"KLeine Zeitung" Kommentar: "Ein Rauchverbot ist noch lange nicht der Untergang der Wirte" (Von Martin Link)

Ausgabe vom 13.11.2006

Graz (OTS) - Es wird gewiss nicht gleich zum Kulturkampf kommen, aber mit seiner Forderung nach einem generellen Rauchverbot in der Gastronomie wagt sich nun erstmals ein namhafter Landespolitiker aus der Deckung - wobei der steirische Gesundheitslandesrat Helmut Hirt (SPÖ) konsequent nachlegt und auch Strafen für Verstöße gegen "No smoking" als notwendig erachtet.

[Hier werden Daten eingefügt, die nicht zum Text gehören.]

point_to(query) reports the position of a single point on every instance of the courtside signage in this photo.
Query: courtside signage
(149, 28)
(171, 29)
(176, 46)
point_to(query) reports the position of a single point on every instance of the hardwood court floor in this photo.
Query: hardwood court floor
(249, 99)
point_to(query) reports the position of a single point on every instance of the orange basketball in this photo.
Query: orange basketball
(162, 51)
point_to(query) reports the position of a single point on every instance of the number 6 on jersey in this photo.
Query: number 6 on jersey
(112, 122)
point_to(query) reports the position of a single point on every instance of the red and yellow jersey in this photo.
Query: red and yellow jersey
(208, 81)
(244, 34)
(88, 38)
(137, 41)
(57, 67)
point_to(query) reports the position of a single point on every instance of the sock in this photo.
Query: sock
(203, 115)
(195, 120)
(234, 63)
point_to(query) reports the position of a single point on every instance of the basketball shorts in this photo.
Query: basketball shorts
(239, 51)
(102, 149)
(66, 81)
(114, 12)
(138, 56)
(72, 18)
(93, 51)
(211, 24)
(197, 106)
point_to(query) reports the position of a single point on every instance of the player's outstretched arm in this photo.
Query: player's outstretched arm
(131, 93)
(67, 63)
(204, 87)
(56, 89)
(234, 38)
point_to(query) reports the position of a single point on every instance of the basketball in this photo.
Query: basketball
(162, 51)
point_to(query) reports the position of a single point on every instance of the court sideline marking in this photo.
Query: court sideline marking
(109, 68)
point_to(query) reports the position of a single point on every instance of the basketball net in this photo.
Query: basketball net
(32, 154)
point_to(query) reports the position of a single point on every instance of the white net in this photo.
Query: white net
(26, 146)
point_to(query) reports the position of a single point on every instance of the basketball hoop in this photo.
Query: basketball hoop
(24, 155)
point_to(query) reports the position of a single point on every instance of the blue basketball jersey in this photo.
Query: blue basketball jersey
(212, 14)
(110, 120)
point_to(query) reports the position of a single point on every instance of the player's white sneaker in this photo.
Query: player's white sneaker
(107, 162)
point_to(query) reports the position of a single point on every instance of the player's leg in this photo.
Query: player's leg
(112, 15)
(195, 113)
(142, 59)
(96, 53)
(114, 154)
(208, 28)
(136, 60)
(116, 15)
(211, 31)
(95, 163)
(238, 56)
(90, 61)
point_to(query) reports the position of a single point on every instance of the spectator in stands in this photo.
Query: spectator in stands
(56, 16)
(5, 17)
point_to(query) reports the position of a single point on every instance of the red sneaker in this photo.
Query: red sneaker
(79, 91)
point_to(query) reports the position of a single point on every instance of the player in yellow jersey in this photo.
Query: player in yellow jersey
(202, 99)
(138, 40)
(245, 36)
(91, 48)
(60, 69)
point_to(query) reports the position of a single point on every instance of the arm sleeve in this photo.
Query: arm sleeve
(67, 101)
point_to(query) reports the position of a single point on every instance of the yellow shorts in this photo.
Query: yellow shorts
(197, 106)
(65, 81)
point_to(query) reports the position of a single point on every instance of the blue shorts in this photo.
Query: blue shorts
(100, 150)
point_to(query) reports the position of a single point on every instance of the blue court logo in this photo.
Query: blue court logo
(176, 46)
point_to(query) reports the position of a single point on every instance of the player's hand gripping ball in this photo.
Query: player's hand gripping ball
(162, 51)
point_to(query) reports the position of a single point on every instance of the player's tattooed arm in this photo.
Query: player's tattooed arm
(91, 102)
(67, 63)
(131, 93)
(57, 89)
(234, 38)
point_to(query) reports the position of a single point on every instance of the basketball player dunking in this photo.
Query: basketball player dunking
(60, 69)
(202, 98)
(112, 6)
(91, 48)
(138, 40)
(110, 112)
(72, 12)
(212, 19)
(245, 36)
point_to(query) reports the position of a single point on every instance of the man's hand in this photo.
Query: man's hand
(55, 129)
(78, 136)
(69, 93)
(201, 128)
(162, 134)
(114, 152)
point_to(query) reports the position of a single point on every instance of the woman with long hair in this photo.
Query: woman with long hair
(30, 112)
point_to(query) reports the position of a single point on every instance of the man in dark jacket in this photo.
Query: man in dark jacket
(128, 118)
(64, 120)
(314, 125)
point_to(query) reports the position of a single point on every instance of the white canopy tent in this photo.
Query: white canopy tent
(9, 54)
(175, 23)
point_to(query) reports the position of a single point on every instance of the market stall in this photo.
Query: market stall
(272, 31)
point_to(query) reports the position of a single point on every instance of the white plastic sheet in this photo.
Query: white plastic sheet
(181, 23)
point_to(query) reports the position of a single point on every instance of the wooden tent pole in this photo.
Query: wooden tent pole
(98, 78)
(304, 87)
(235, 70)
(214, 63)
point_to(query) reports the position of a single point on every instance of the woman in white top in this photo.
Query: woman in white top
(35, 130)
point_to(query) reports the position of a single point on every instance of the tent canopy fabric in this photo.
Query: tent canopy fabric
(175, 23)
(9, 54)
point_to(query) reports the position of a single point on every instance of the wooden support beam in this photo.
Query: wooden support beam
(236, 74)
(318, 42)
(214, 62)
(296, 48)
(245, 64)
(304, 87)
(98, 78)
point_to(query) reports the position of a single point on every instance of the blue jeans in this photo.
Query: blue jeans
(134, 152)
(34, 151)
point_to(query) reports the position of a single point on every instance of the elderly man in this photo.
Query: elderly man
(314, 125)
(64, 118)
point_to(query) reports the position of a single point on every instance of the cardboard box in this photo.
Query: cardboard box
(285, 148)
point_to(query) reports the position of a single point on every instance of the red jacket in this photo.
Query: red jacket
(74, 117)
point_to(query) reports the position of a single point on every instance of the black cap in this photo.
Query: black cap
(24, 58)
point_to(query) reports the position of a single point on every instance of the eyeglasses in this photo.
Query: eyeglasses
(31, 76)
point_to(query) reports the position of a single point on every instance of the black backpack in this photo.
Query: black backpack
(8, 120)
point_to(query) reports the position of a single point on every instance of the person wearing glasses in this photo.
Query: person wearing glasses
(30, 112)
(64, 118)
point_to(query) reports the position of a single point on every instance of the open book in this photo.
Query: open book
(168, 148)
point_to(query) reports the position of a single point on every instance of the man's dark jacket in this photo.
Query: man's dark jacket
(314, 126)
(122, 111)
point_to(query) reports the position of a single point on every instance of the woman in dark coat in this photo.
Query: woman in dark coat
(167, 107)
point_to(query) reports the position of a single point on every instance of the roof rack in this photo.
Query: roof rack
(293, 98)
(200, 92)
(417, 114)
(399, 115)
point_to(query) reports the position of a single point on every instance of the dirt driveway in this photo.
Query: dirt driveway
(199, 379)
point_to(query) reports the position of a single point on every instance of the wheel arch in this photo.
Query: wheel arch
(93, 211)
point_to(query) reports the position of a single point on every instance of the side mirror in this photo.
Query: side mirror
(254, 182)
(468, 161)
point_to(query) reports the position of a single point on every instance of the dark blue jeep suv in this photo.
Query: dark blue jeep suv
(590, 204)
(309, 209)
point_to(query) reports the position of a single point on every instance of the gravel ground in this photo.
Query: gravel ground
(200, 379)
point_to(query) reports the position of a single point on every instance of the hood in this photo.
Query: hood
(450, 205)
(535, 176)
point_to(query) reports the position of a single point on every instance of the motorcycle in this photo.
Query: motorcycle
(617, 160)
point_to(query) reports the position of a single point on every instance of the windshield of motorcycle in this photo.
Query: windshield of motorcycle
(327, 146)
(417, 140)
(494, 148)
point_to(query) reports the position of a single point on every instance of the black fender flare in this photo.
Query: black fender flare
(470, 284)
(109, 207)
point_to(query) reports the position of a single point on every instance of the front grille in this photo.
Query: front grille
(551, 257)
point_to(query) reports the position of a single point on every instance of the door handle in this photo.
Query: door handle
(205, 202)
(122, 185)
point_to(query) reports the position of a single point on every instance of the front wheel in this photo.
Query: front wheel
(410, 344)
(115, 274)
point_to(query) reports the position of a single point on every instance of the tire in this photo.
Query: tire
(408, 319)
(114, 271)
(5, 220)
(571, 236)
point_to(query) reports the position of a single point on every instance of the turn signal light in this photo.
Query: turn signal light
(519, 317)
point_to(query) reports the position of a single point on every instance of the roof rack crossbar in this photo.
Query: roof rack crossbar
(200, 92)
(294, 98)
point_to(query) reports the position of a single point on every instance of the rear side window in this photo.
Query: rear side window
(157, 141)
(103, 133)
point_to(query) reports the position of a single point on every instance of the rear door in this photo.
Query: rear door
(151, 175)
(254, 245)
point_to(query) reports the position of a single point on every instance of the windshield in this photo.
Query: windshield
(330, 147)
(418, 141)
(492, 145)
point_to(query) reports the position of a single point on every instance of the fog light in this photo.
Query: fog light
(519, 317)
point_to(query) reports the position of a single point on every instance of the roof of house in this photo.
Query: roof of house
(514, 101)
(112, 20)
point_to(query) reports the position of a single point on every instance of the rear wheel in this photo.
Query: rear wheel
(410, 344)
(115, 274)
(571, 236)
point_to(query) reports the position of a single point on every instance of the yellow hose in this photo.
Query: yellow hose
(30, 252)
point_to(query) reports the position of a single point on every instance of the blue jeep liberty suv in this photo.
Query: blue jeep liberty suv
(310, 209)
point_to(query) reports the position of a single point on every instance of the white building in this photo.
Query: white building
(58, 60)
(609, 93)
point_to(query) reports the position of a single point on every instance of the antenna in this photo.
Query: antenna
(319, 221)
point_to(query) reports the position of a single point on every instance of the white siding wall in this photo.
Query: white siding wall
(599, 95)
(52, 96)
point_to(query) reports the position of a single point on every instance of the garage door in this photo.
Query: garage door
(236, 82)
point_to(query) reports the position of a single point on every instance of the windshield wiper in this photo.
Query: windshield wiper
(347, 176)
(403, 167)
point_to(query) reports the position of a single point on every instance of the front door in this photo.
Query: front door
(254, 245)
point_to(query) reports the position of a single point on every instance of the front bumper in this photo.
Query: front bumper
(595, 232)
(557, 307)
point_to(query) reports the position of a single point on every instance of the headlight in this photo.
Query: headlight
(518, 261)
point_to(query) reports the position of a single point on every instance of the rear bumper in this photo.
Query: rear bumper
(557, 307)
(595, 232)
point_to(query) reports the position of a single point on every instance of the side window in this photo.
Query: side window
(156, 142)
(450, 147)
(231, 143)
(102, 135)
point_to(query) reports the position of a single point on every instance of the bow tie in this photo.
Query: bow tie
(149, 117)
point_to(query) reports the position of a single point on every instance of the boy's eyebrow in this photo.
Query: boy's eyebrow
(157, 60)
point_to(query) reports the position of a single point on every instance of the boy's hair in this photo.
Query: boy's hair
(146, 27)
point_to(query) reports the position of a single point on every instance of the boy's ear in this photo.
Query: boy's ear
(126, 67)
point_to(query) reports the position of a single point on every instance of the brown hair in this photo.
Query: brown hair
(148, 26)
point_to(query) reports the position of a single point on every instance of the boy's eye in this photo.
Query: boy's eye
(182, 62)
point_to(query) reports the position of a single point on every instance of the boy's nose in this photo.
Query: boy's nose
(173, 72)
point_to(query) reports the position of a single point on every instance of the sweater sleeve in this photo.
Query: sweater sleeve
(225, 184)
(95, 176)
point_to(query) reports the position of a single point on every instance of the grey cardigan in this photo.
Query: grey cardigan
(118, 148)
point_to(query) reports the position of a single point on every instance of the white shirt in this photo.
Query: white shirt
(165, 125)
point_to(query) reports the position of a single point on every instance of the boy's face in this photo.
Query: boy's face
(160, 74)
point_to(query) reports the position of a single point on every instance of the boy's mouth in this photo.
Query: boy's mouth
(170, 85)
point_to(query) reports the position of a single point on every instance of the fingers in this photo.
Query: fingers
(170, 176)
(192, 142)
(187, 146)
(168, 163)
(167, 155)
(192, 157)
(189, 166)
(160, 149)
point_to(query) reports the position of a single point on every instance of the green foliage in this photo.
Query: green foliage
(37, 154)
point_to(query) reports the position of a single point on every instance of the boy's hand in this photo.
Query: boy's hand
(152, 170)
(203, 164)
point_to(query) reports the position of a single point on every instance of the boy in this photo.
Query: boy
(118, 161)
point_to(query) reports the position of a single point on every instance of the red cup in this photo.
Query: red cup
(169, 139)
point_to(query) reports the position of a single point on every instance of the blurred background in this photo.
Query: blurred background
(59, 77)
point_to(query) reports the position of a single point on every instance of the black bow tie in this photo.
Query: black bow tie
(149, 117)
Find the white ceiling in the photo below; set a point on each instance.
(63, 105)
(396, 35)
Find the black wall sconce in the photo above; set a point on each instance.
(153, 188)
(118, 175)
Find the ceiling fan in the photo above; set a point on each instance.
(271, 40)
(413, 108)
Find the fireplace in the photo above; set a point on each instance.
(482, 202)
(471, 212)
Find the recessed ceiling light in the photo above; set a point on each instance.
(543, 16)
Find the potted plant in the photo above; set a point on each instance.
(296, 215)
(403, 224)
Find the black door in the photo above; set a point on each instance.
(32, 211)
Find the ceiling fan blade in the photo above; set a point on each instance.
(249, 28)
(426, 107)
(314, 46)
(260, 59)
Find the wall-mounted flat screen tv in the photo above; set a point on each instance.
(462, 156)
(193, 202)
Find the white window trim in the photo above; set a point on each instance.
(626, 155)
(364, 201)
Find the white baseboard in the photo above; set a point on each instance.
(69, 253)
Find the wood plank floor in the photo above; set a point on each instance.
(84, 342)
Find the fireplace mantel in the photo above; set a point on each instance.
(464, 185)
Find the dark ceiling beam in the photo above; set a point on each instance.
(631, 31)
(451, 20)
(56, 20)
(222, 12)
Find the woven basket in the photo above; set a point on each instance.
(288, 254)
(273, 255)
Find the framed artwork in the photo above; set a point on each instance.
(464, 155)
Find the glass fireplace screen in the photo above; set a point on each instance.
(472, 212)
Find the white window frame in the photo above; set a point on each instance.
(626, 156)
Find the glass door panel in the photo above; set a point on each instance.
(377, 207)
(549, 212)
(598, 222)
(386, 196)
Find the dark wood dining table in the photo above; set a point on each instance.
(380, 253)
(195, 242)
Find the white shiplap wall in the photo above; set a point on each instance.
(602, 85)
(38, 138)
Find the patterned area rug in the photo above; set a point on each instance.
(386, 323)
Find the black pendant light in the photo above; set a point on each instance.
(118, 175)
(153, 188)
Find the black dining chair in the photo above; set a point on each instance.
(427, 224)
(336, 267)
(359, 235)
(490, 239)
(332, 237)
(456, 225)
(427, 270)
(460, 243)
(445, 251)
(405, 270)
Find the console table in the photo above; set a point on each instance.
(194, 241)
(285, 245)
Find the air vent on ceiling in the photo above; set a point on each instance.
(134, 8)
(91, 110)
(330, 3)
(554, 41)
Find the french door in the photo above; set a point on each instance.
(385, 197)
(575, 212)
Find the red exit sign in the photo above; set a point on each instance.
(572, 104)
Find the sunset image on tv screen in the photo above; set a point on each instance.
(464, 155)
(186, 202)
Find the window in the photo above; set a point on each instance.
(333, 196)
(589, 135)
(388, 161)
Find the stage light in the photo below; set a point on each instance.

Damit könnte eine Kurskorrektur eingeleitet werden, denn bisher war der Umgang mit dem Reizthema hierzulande typisch österreichisch. Zwar gilt in vielen Gebäuden ein Rauchverbot, allein, es wurde kaum exekutiert - und wenn, dann mit Worten und nicht mit Sanktionen. Und mit der Gastronomie schloss die Gesundheitsministerin einen weichen Kompromiss, dass die Wirte bis Jahresende freiwillig Nichtraucherzonen einrichten müssen.

Dabei haben die Befürworter einer härteren Gangart ohnedies jede Menge guter Argumente auf ihrer Seite: Zum einen die nahezu geschlossene Schützenhilfe der Ärzteschaft, die die Vernunftgründe wie ein tibetanisches Mantra herunterbeten kann.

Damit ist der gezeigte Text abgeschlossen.